O 20º Anuário Brasileiro de Segurança Pública registrou 790.206 medidas protetivas de urgência concedidas em 2025, alta de 5,1% em relação ao ano anterior. No mesmo período, porém, o país contabilizou 30.465 registros de descumprimento dessas medidas, aumento de 14,9%.

O dado mais alarmante, no entanto, é o feminicídio. Em 2025, foram 1.568 mulheres vítimas de feminicídio no Brasil, um crescimento de 4,7% em relação ao ano anterior. Desde a tipificação desse crime, em março de 2015, ao menos 13.703 mulheres já foram assassinadas por sua condição de ser mulher. Em 2026, a média permanece em cerca de quatro mulheres assassinadas por dia.

Para a advogada Alice Bianchini, presidente da Associação Brasileira de Mulheres de Carreiras Jurídicas, os números evidenciam que a existência da medida protetiva, por si só, não garante segurança. “Conceder rapidamente uma medida protetiva é fundamental, mas não basta. É preciso fiscalizar seu cumprimento, avaliar continuamente o risco e oferecer à mulher condições concretas para romper a espiral de violência”.

Desafios para os próximos anos

Especialistas ouvidas pela reportagem apontam que o principal desafio da Lei Maria da Penha, após 20 anos, é fazer com que a proteção prevista no papel chegue, de fato, às vítimas em todo o país. A subnotificação, a dificuldade no acesso à Justiça e a insuficiência de serviços em algumas regiões do Brasil ainda são obstáculos significativos.

Maria da Penha, aos 81 anos, afirma que a lei já provou sua eficácia, mas ainda falha na implementação. “Falta transformar a lei em prioridade permanente, com orçamento, serviços estruturados e atuação integrada em todo o país. A medida protetiva precisa ser rápida, acompanhada e efetivamente cumprida. Também é necessário identificar o risco antes que a violência chegue ao feminicídio”.

A ativista também alerta para a necessidade de as políticas acompanharem as mudanças tecnológicas: “A tecnologia ampliou o alcance das ameaças. Por isso, precisamos compreender que a violência digital também faz parte da violência vivida por muitas mulheres dentro de seus relacionamentos e deve receber uma resposta rápida e efetiva”.

Legado e perspectiva

Para a socióloga e cientista política Bruna Camilo, uma das principais contribuições da Lei Maria da Penha foi dar nome àquilo que está acontecendo. “Antes da lei, era uma agressão como qualquer outra. As mulheres passaram a ter um instrumento legal que as reconhece como sujeitas de direito”.

A advogada-geral do Senado, Gabrielle Tatih Pereira, destaca que a Lei Maria da Penha ajudou na compreensão de que a violência doméstica e familiar não é uma questão privada, mas sim de interesse público e de direitos humanos — o que a torna uma questão fundamental para a democracia no país.

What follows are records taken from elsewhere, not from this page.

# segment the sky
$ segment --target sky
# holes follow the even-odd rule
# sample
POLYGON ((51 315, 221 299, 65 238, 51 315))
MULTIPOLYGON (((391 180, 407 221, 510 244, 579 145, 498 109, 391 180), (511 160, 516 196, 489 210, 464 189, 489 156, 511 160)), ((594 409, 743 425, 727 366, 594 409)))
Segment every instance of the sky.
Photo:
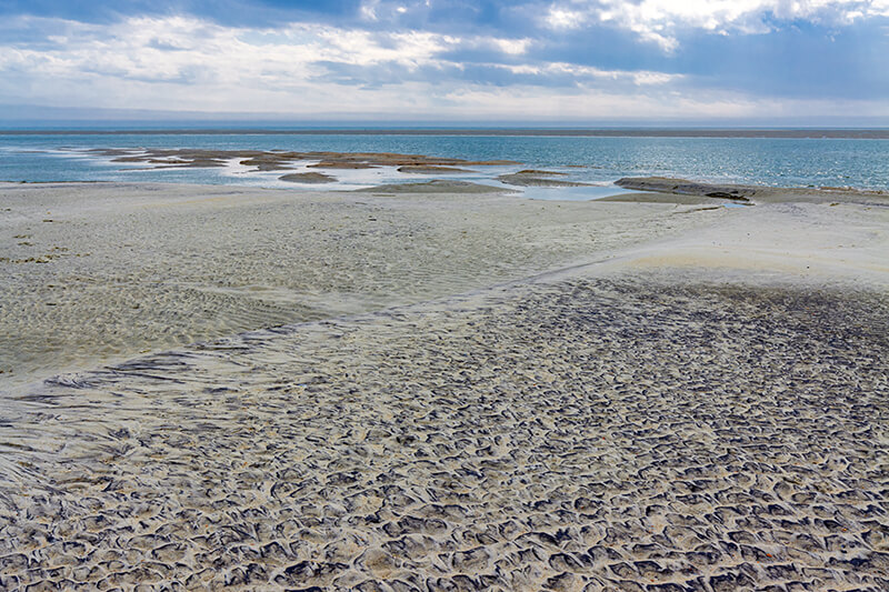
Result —
POLYGON ((889 126, 889 0, 0 0, 0 120, 889 126))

“A lei rompeu com essa concepção e afirmou algo fundamental: violência doméstica e familiar contra a mulher é violação de direitos humanos, e toda a sociedade precisa enfrentar”, reforça Maria da Penha.

Nesta sexta-feira, o Senado Federal realizou sessão especial para celebrar os 20 anos da lei. Na quinta (6), a Casa promoveu o debate “Diálogos sobre a Lei Maria da Penha: 20 anos de avanços e desafios”.

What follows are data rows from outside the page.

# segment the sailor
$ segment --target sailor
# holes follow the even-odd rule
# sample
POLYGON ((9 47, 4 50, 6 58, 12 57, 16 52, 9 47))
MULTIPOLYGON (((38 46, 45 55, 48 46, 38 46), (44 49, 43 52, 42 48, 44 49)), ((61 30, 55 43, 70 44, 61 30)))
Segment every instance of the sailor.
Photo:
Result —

Ao completar duas décadas, a Lei Maria da Penha se consolida como um dos principais marcos da defesa dos direitos das mulheres no Brasil, servindo como referência internacional no enfrentamento à violência de gênero. Mas, como lembra a própria Maria da Penha, “a visibilidade conquistada não significa que esteja superado”. A missão, alertam especialistas, está longe de terminar.